Ms. Lagarde has denied any misconduct and the Washington-based International Monetary Fund, where she started as managing director last month, said its board was confident she would be able to effectively carry out her duties despite the investigation.
Analysts said the investigation, which could run for months or even years, should not immediately hurt the credibility Ms. Lagarde has built up around the world in her years as finance minister.
Yet it will be an awkward blight on the Frenchwoman’s IMF debut as she tries to turn the page from her predecessor Dominique Strauss-Kahn's exit from the post in a sex assault scandal.
An IMF board official told Reuters anonymously that the news was “not unexpected but still disturbing.”
“Today’s news is politically unhelpful but on the other hand I would be surprised if this triggered a dynamic making this a major issue and affecting Ms. Lagarde’s stewardship at this stage,” said Thomas Klau of the European Council on Foreign Affairs.
“There is obviously no direct link between her responsibilities at the IMF and the issue under review, which goes back to her early days as finance minister. That said, any appearance of impropriety of any kind has become potentially more virulent as a result of the Strauss-Kahn affair,” he said.
There has never been any question that Ms. Lagarde, who won wide international respect as finance minister and is a former high-flying lawyer, benefited personally from the affair.
Ms. Lagarde’s lawyer said the investigation would be “in no way incompatible” with her functions at the global lender, whose board of member countries is on its August recess.
France’s public prosecutor had recommended the Court of Justice of the Republic—a special tribunal that can judge ministers—order an investigation, following a request from opposition Socialist Party politicians.
The court had been due to rule in June, as Ms. Lagarde was bidding for the IMF job, but asked for more time to weigh its decision.
“We have come out in favor of an investigation concerning Madame Lagarde,” court official Gerard Palisse said, after the court met for several hours to examine the results of a preliminary judicial review.
Yves Repiquet, a lawyer for Ms.

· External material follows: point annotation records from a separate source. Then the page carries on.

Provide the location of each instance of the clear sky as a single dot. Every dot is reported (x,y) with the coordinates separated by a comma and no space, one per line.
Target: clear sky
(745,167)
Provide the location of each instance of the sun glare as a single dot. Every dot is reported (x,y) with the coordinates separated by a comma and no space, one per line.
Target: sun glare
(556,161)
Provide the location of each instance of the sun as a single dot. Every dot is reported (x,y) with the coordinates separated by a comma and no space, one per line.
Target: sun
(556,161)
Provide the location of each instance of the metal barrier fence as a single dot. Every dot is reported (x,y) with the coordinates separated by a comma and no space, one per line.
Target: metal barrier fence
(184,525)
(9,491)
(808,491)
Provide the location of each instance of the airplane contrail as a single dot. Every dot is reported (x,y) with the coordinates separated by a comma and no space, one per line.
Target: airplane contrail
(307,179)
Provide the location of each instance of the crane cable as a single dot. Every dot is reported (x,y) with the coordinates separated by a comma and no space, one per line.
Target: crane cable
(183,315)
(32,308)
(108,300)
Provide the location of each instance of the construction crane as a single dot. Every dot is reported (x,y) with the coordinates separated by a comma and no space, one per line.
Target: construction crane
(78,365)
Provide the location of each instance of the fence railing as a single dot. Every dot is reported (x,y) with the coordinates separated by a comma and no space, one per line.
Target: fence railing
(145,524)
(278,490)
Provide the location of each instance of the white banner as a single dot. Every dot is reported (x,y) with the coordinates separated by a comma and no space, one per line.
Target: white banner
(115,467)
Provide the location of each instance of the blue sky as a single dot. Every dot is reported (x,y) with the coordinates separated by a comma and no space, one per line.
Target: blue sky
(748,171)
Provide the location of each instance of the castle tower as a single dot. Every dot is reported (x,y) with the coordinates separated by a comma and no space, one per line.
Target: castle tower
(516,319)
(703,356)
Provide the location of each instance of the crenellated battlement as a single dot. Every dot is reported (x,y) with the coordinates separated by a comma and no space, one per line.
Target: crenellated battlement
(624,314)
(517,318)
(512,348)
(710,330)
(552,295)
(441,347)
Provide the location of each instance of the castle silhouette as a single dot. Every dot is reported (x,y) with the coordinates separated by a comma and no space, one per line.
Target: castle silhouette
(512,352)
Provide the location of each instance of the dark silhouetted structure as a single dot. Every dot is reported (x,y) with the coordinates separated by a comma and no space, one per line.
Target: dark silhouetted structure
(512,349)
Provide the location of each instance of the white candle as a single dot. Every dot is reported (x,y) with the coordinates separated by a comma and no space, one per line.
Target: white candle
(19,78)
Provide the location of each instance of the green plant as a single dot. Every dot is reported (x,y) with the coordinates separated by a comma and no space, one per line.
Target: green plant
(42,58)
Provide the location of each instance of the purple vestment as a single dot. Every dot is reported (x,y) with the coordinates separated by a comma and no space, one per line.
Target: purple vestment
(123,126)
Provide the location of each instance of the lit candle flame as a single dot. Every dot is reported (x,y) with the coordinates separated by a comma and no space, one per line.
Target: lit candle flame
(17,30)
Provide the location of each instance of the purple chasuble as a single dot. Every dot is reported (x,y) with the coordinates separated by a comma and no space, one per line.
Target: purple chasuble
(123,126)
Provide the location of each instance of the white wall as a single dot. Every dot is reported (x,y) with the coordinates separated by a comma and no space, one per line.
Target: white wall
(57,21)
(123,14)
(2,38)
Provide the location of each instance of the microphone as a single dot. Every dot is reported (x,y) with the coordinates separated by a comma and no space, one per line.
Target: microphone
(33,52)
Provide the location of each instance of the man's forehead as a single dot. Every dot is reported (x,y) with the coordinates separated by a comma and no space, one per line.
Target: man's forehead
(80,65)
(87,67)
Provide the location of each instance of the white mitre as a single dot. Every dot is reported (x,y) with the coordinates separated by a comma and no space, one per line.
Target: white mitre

Lagarde, told France’s BFM TV that Ms. Lagarde had received the news calmly and even with relief, after months of speculation over whether a complaint brought by the Socialists would end up in an investigation.
“This procedure is in no way incompatible with the current functions of the managing director of the IMF,” Mr. Repiquet said in a statement.
He said Ms. Lagarde had acted perfectly legally in letting the Tapie case be settled by arbitration.
Ms. Lagarde, 55, is tasked with drawing a line under the Strauss-Kahn scandal, but she now faces the discomfort of being called for lengthy questioning by investigating judges.
“An investigation could take a very long time, one could expect it to take several years as there would be a lot of witnesses to interview, among them Madame Lagarde, who could also be investigated as a suspect,” Virginie Duval, general secretary of France’s USM magistrates union, told Reuters television.
Ms. Lagarde is accused of overruling objections from advisers to settle the case with Tapie, who said Credit Lyonnais bank had defrauded him in the 1993 sale of his stake in sports clothing group Adidas.